The engine layer mirrors the Python design:

  • registry — a STATIC registry (buildDefaultRegistry()) replacing Python's entry-point discovery.
  • resolver — builds an ExecutionPlan, auto-prepends load, validates consumes/produces wiring.
  • router — applies a stage's Decision (skip / insert / abort) to the remaining plan.
  • runner — async stage execution with per-stage error handling + skipIf gating.
  • reporter — assembles the PipeResult (status, stages, artifacts, errors, reasoning, timing).

A column-context pipeline carries semantic metadata across stages: GoldenCheck builds ColumnContexts (name-regex classification + IQR cardinality banding + identifier inference), GoldenFlow enriches them (date transforms confirm date type), and GoldenMatch consumes them to build a targeted dedupe config (buildConfigFromContexts) instead of re-profiling.

Decisions (adaptive routing)

severityGate, piiRouter, and rowCountGate are ported. They are not wired into the default chain — add them to a custom runner / stage that returns their Decision.

TS sibling skew: GoldenCheck-JS Finding.severity is a numeric enum (INFO/WARNING/ERROR) with no "critical" level, and there is no "pii_detection" check. So severityGate and piiRouter are effectively no-ops against current GoldenCheck-JS output — they exist for structural parity and so custom stages emitting those findings still route.

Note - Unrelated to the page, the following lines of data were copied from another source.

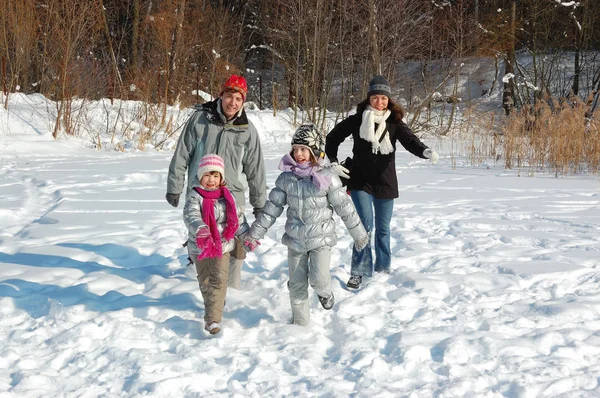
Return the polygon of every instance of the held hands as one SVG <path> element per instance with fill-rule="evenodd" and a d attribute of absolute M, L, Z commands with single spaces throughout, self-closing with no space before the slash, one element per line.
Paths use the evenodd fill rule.
<path fill-rule="evenodd" d="M 169 204 L 173 207 L 177 207 L 179 205 L 179 197 L 181 196 L 181 194 L 178 193 L 167 193 L 165 195 L 165 199 L 167 199 L 167 202 L 169 202 Z"/>
<path fill-rule="evenodd" d="M 196 245 L 200 253 L 212 251 L 211 249 L 214 248 L 215 242 L 210 236 L 208 228 L 202 227 L 198 230 L 198 233 L 196 233 Z"/>
<path fill-rule="evenodd" d="M 423 151 L 423 156 L 425 156 L 427 159 L 431 160 L 432 164 L 436 164 L 438 159 L 440 158 L 440 156 L 437 154 L 437 152 L 431 150 L 430 148 L 427 148 Z"/>
<path fill-rule="evenodd" d="M 361 251 L 369 244 L 369 234 L 363 235 L 354 241 L 354 248 L 356 251 Z"/>
<path fill-rule="evenodd" d="M 244 237 L 244 249 L 247 252 L 253 252 L 259 245 L 260 242 L 257 239 L 251 238 L 250 236 Z"/>
<path fill-rule="evenodd" d="M 344 177 L 350 179 L 350 170 L 339 164 L 338 162 L 333 162 L 329 165 L 331 171 L 337 175 L 338 177 Z"/>

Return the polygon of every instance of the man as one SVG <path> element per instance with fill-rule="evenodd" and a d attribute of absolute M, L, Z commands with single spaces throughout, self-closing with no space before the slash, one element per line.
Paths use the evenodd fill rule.
<path fill-rule="evenodd" d="M 186 169 L 189 189 L 190 181 L 198 178 L 198 162 L 211 153 L 225 161 L 225 181 L 238 206 L 244 208 L 246 187 L 255 215 L 265 205 L 265 165 L 258 133 L 244 111 L 247 92 L 246 79 L 231 75 L 219 98 L 199 106 L 188 119 L 169 166 L 166 199 L 171 206 L 179 204 Z M 244 251 L 236 252 L 239 258 L 231 257 L 228 285 L 239 289 Z"/>

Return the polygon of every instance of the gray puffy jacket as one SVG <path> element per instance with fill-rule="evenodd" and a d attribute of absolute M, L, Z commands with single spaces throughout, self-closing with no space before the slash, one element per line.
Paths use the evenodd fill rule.
<path fill-rule="evenodd" d="M 189 191 L 198 180 L 200 159 L 209 153 L 223 158 L 225 181 L 239 206 L 245 205 L 246 181 L 252 207 L 264 206 L 267 183 L 258 133 L 245 111 L 226 121 L 219 100 L 203 104 L 186 122 L 169 165 L 167 192 L 183 192 L 186 169 Z"/>
<path fill-rule="evenodd" d="M 322 246 L 335 246 L 334 211 L 342 218 L 354 241 L 364 237 L 367 232 L 339 177 L 329 169 L 319 173 L 328 173 L 332 181 L 327 189 L 321 191 L 310 178 L 287 171 L 281 173 L 275 181 L 275 188 L 269 193 L 267 204 L 252 224 L 250 237 L 262 239 L 285 205 L 289 207 L 281 242 L 290 249 L 304 252 Z"/>
<path fill-rule="evenodd" d="M 187 192 L 185 200 L 185 207 L 183 208 L 183 222 L 188 229 L 188 252 L 192 259 L 196 259 L 200 254 L 198 246 L 196 245 L 196 234 L 198 230 L 206 226 L 204 220 L 202 220 L 202 201 L 203 198 L 194 189 L 190 189 Z M 246 222 L 244 213 L 240 211 L 240 208 L 236 206 L 238 214 L 238 230 L 235 233 L 236 236 L 245 233 L 250 228 Z M 217 221 L 217 228 L 219 234 L 223 234 L 223 229 L 227 224 L 227 215 L 225 213 L 225 199 L 221 198 L 215 202 L 215 220 Z M 223 245 L 223 253 L 230 252 L 235 247 L 235 241 L 221 239 Z"/>

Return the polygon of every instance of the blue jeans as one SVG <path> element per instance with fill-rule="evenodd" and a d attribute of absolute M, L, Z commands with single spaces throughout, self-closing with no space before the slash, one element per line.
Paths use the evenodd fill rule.
<path fill-rule="evenodd" d="M 372 234 L 373 220 L 375 220 L 375 272 L 390 272 L 390 221 L 394 210 L 394 199 L 377 199 L 365 191 L 358 190 L 350 191 L 350 197 L 369 236 Z M 352 248 L 350 273 L 361 276 L 373 275 L 373 253 L 370 241 L 361 251 Z"/>

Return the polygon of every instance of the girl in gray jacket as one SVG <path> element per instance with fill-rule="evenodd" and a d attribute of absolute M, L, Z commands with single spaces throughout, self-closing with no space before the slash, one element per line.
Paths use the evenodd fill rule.
<path fill-rule="evenodd" d="M 254 250 L 288 206 L 282 243 L 288 247 L 292 322 L 298 325 L 309 321 L 309 283 L 323 308 L 329 310 L 334 304 L 329 273 L 331 247 L 337 242 L 333 212 L 344 221 L 357 250 L 369 241 L 339 177 L 323 167 L 323 147 L 323 138 L 314 125 L 304 124 L 296 130 L 292 151 L 279 164 L 283 172 L 244 237 L 244 245 Z"/>
<path fill-rule="evenodd" d="M 205 155 L 198 165 L 198 179 L 188 190 L 183 221 L 188 228 L 188 250 L 196 264 L 204 300 L 204 329 L 219 333 L 227 294 L 230 252 L 234 237 L 248 231 L 244 213 L 225 187 L 223 159 Z"/>

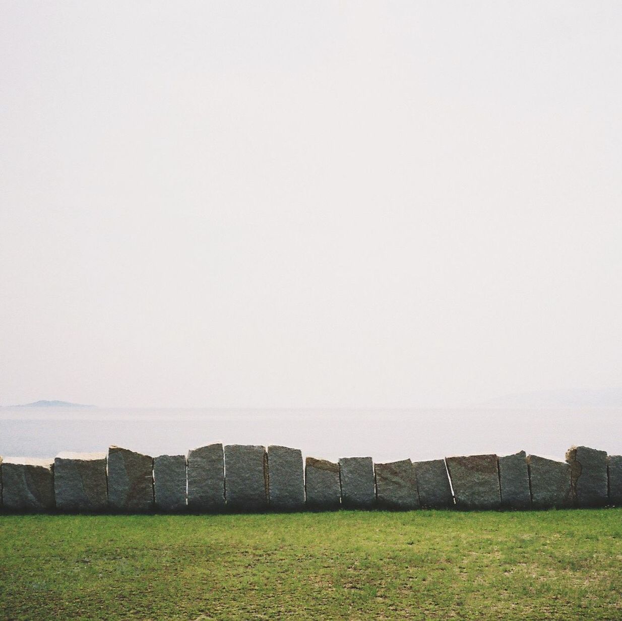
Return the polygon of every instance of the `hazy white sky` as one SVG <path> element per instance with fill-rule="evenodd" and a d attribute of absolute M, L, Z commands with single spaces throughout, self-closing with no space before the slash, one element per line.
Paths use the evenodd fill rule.
<path fill-rule="evenodd" d="M 0 6 L 0 403 L 622 383 L 620 2 Z"/>

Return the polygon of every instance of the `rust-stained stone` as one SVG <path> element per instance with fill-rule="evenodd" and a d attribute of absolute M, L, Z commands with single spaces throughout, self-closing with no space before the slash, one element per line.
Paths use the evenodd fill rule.
<path fill-rule="evenodd" d="M 338 509 L 341 506 L 339 464 L 326 459 L 305 460 L 305 489 L 310 509 Z"/>
<path fill-rule="evenodd" d="M 376 464 L 376 497 L 387 509 L 418 509 L 417 479 L 410 459 Z"/>
<path fill-rule="evenodd" d="M 531 505 L 534 509 L 562 508 L 572 505 L 570 467 L 536 455 L 527 457 L 531 488 Z"/>
<path fill-rule="evenodd" d="M 446 457 L 458 509 L 498 509 L 501 505 L 496 455 Z"/>
<path fill-rule="evenodd" d="M 119 446 L 108 449 L 108 507 L 126 513 L 153 509 L 153 457 Z"/>
<path fill-rule="evenodd" d="M 577 507 L 605 507 L 607 504 L 607 453 L 587 446 L 566 452 L 570 465 L 570 483 Z"/>
<path fill-rule="evenodd" d="M 455 506 L 444 459 L 413 462 L 412 467 L 422 507 L 447 509 Z"/>
<path fill-rule="evenodd" d="M 501 507 L 505 509 L 529 509 L 531 507 L 529 474 L 524 451 L 499 458 L 499 481 Z"/>
<path fill-rule="evenodd" d="M 6 457 L 2 472 L 5 509 L 45 511 L 54 508 L 53 459 Z"/>

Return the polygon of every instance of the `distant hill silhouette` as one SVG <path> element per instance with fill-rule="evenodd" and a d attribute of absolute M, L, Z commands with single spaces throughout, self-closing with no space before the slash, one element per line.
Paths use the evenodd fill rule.
<path fill-rule="evenodd" d="M 19 405 L 11 406 L 12 408 L 95 408 L 94 405 L 83 405 L 81 403 L 70 403 L 69 401 L 34 401 L 32 403 L 21 403 Z"/>

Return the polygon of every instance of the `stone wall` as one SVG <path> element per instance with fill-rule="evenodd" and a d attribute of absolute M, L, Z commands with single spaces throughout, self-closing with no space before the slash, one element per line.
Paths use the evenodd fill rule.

Deferred (not in this v1 port)

  • identity_resolve stage — GoldenMatch-JS Identity Graph wiring through the pipeline. The edge-safe InMemoryIdentityStore exists in goldenmatch, but the pipeline-driven resolveClusters population is not yet exposed.
  • infer_schema stage — InferMap-based schema inference is not ported.
  • Textual TUI — the Python Textual TUI is not ported. (The MCP, A2A, and REST servers are ported — see above.)

Sibling version-skew artifacts

The TS siblings are version-skewed from the Python ones, so some artifacts the Python pipeline surfaces are shaped differently or absent here:

  • golden artifact maps to GoldenMatch-JS DedupeResult.goldenRecords (the Python sibling exposes .golden).
  • scored_pairs is GoldenMatch-JS result.scoredPairs (camelCase).
  • matchkey_used is derived from the built config's first matchkey — the JS DedupeResult does not carry the resolved matchkey list back (the Python result does after auto-config).
  • The Python goldencheck.scan adapter calls scan_file(path), so the in-memory run_df path fails that stage. GoldenCheck-JS's scanData operates on rows, so the TS adapter's scan succeeds in both the in-memory (runDf) and file (run) paths.

Cross-language parity

tests/parity/pipe-parity.test.ts asserts skew-robust invariants (status, input_rows, ordered per-stage status/skip sequence, final golden/unique counts) against Python-generated goldens in tests/fixtures/pipe_parity.json. Regenerate the goldens with:

uv run --project packages/python/goldenpipe python \
  packages/python/goldenpipe/scripts/emit_ts_parity_fixtures.py

License

MIT